ORTONA . Le trattative verso il voto alle comunali nell’anno alle porte entrano sempre più nel vivo. Centrodestra e centrosinistra lavorano ad un’unità di intenti nelle rispettive coalizioni, che però tarda ad essere trovata. Anzi, in alcuni casi le spaccature sembrano essere insanabili.
CENTRODESTRA
Nei giorni scorsi il Centro ha anticipato la possibile intesa sul nome di Anna Rita Guarracino, esponente della Lega, quale candidato sindaco del centrodestra. Un’indiscrezione che ha trovato ulteriori conferme e che si è arricchita di nuovi retroscena. Il profilo di Guarracino è emerso al termine del confronto tra i vari partiti, con l’ex primo cittadino ortonese Gianfrancesco Puletti che si è fatto garante del tavolo del centrodestra. Un altro ex sindaco, Nicola Fratino, invece ha detto no ad un suo possibile ritorno “in pista” alle prossime amministrative. Un passo indietro è arrivato anche dall’attuale consigliere di minoranza Angelo Di Nardo. Così Guarracino è stato il nome indicato. Ma c’è anche Franco Vanni (Fratelli d’Italia) che spinge per una sua candidatura, cercando il sostegno dal presidente della Regione Marco Marsilio.

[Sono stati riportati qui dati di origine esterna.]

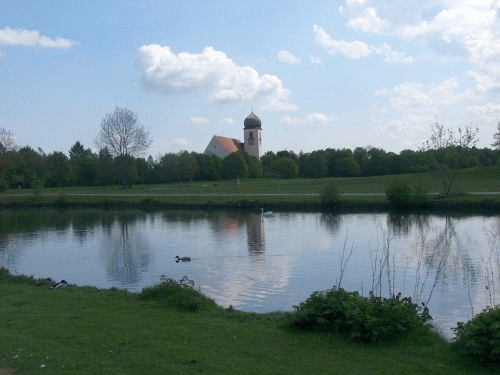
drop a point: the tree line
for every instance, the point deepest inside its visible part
(118, 160)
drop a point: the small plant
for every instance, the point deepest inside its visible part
(180, 295)
(401, 194)
(479, 338)
(366, 319)
(330, 196)
(37, 186)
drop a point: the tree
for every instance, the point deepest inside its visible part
(234, 166)
(124, 138)
(7, 140)
(57, 169)
(84, 165)
(496, 137)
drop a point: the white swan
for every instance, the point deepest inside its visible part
(267, 213)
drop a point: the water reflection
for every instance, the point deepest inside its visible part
(255, 234)
(264, 264)
(125, 253)
(331, 221)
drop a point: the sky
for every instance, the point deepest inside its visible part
(319, 74)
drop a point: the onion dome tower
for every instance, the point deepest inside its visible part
(252, 134)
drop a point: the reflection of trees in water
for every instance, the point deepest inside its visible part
(125, 253)
(401, 223)
(331, 221)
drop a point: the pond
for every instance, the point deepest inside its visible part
(263, 264)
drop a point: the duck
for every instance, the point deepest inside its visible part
(266, 213)
(61, 284)
(183, 259)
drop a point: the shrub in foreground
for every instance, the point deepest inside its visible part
(180, 295)
(366, 319)
(479, 338)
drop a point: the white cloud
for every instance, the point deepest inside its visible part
(181, 142)
(200, 121)
(356, 49)
(351, 3)
(369, 21)
(228, 121)
(311, 118)
(484, 82)
(168, 72)
(472, 25)
(32, 38)
(287, 57)
(315, 60)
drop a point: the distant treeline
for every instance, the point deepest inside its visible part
(29, 168)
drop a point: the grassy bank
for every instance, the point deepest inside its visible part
(358, 192)
(79, 330)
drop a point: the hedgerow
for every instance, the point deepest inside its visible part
(366, 319)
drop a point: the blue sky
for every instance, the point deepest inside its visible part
(319, 74)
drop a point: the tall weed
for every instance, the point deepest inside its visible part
(479, 338)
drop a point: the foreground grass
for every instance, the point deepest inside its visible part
(361, 190)
(90, 331)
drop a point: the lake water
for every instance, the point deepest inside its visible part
(265, 264)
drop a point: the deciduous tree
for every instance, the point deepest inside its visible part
(124, 138)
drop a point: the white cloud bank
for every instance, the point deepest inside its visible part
(288, 57)
(356, 49)
(32, 38)
(168, 72)
(312, 118)
(369, 22)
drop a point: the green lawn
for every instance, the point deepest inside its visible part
(79, 330)
(263, 191)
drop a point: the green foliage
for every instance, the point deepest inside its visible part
(365, 319)
(401, 194)
(479, 338)
(179, 295)
(330, 196)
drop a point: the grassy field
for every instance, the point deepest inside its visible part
(79, 330)
(264, 191)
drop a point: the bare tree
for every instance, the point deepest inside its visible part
(441, 137)
(7, 140)
(496, 137)
(444, 141)
(124, 138)
(122, 134)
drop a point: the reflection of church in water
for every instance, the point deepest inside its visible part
(223, 146)
(233, 223)
(255, 234)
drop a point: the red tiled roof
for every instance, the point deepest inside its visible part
(229, 144)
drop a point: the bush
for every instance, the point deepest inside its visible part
(401, 194)
(479, 338)
(366, 319)
(330, 196)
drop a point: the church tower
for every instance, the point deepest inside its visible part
(252, 140)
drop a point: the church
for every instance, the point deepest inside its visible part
(222, 146)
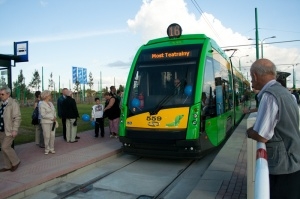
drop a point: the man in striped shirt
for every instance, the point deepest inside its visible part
(277, 125)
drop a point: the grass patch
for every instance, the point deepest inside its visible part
(27, 130)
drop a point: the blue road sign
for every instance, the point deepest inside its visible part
(21, 50)
(74, 74)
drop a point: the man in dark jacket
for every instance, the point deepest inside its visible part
(59, 110)
(70, 112)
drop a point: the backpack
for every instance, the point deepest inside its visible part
(35, 116)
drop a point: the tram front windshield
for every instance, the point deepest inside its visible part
(163, 83)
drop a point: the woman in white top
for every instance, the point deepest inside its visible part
(48, 119)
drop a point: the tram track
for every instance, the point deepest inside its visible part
(87, 185)
(126, 176)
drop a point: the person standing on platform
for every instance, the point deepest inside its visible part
(277, 125)
(112, 111)
(70, 112)
(97, 116)
(59, 110)
(48, 119)
(39, 137)
(10, 120)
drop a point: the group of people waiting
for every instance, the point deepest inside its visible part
(47, 123)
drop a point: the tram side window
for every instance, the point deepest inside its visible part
(222, 87)
(208, 91)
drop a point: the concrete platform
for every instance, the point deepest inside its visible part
(37, 168)
(225, 177)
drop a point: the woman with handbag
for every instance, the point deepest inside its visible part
(48, 121)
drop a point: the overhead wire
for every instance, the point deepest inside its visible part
(206, 20)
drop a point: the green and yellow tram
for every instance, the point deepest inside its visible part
(182, 97)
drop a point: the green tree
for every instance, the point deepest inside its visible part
(35, 81)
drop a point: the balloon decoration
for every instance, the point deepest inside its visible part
(188, 90)
(85, 117)
(135, 102)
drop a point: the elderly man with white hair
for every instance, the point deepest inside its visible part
(70, 112)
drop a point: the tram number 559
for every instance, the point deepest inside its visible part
(154, 118)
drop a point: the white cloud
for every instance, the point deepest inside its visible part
(152, 20)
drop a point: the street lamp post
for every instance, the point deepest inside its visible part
(262, 44)
(240, 67)
(294, 80)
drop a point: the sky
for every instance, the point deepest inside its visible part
(103, 36)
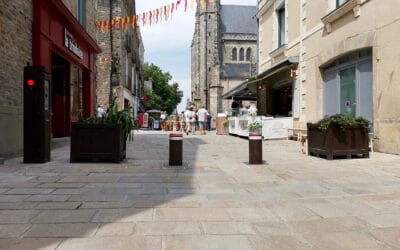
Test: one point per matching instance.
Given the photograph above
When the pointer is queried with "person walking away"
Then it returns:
(209, 117)
(202, 115)
(162, 118)
(196, 121)
(182, 121)
(189, 114)
(100, 112)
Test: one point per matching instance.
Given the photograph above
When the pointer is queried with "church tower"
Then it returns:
(206, 88)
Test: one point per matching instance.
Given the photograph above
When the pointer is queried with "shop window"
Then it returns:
(234, 54)
(348, 86)
(81, 11)
(241, 55)
(248, 54)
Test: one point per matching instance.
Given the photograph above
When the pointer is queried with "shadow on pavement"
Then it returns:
(44, 206)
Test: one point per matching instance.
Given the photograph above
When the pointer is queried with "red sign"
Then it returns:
(30, 83)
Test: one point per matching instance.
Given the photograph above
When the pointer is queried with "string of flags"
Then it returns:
(151, 17)
(103, 59)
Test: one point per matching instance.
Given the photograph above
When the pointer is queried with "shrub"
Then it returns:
(343, 121)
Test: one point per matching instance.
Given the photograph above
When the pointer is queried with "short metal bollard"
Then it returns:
(255, 148)
(175, 149)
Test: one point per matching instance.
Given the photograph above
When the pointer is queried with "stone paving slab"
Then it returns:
(293, 201)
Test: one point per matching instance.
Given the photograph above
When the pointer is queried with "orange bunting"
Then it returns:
(151, 17)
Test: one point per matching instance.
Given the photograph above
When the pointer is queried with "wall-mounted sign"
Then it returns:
(72, 45)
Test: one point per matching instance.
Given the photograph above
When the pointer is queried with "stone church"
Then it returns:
(224, 53)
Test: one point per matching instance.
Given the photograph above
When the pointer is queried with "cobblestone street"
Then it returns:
(216, 201)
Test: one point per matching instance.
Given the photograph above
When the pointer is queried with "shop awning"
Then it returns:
(243, 91)
(248, 89)
(275, 69)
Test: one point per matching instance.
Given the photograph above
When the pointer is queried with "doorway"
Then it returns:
(60, 114)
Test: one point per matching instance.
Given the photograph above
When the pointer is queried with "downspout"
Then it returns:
(110, 97)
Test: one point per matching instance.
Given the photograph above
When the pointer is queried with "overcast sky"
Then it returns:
(167, 44)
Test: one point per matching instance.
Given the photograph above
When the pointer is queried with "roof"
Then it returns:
(238, 19)
(235, 70)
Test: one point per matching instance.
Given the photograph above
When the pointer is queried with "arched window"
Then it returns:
(248, 54)
(234, 54)
(241, 54)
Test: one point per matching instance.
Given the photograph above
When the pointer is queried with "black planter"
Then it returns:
(97, 142)
(337, 142)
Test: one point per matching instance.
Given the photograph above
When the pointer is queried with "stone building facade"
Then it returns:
(19, 45)
(223, 53)
(127, 58)
(335, 57)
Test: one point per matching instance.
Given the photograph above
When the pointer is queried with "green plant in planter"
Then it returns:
(255, 126)
(114, 116)
(343, 121)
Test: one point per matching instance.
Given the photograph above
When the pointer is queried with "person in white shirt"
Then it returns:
(202, 114)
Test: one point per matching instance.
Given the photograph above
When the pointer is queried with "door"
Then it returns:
(348, 104)
(59, 78)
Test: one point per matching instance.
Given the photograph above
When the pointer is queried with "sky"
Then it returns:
(167, 44)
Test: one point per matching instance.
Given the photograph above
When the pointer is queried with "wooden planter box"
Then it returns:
(97, 142)
(337, 142)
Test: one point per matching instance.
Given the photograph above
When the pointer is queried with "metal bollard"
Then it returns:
(175, 149)
(255, 148)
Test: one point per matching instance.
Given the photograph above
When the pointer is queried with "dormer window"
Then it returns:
(234, 54)
(280, 13)
(241, 55)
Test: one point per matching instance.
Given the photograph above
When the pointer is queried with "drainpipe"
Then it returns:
(111, 55)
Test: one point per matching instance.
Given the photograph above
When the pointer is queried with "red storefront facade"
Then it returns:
(60, 43)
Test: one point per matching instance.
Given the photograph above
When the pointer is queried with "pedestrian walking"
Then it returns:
(202, 119)
(189, 114)
(209, 118)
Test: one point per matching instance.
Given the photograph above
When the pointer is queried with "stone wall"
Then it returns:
(16, 52)
(127, 54)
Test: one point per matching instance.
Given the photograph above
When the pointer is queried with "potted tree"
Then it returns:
(338, 135)
(255, 127)
(102, 138)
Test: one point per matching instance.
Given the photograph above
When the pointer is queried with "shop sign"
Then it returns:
(72, 45)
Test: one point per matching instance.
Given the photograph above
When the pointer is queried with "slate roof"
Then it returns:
(234, 70)
(238, 19)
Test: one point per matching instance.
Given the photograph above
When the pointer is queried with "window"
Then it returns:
(348, 87)
(234, 54)
(241, 55)
(281, 26)
(81, 11)
(248, 54)
(340, 3)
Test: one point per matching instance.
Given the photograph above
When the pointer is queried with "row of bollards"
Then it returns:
(175, 149)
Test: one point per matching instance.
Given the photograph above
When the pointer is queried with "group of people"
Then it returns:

La scelta, quindi, sarebbe tra questi due rappresentanti di partito.
I MODERATI
Le opzioni, però, non convincono la parte più moderata del centrodestra. L’area di Forza Italia e le sue liste civiche avrebbero iniziato un dialogo con Tommaso e Gianluca Coletti, provando a “trascinare” con loro anche altri gruppi. Tra questi l’Udc, che però non ha alcuna intenzione di dialogare con quella parte politica che rappresenta una fetta di elettorato del centrosinistra.
IL DIALOGO
La stessa Udc sta pensando di avviare un confronto con il gruppo del candidato sindaco Ilario Cocciola, esponente del centrosinistra che ha abbandonato il tavolo di confronto con il Partito democratico ed altre forze della coalizione, decidendo di non fare passi indietro rispetto al suo progetto politico. Ci sarebbero stati contatti anche tra Cocciola e Tommaso Coletti, ma l’ex presidente del consiglio comunale sarebbe perplesso rispetto all’idea di stringere un’alleanza con quest’ultimo. In definitiva è in corso una riflessione interna anche tra quella parte del centrosinistra - Pd, Movimento 5 Stelle, civiche legate a Giorgio Marchegiano e Gianluca Coletti - che si sta confrontando per esprimere un candidato sindaco unitario. I temi legati al Piano regolatore avrebbero accresciuto le perplessità tra alcuni dei rappresentanti di questo stesso tavolo.
IL SINDACO IN CARICA
Le trattative, quindi, sono apertissime. E nemmeno il sindaco Leo Castiglione, che proverà ad essere riconfermato, si tira indietro dal tentativo di allargare la coalizione. Ci sarebbero, in tal senso, discorsi aperti con Italia Viva.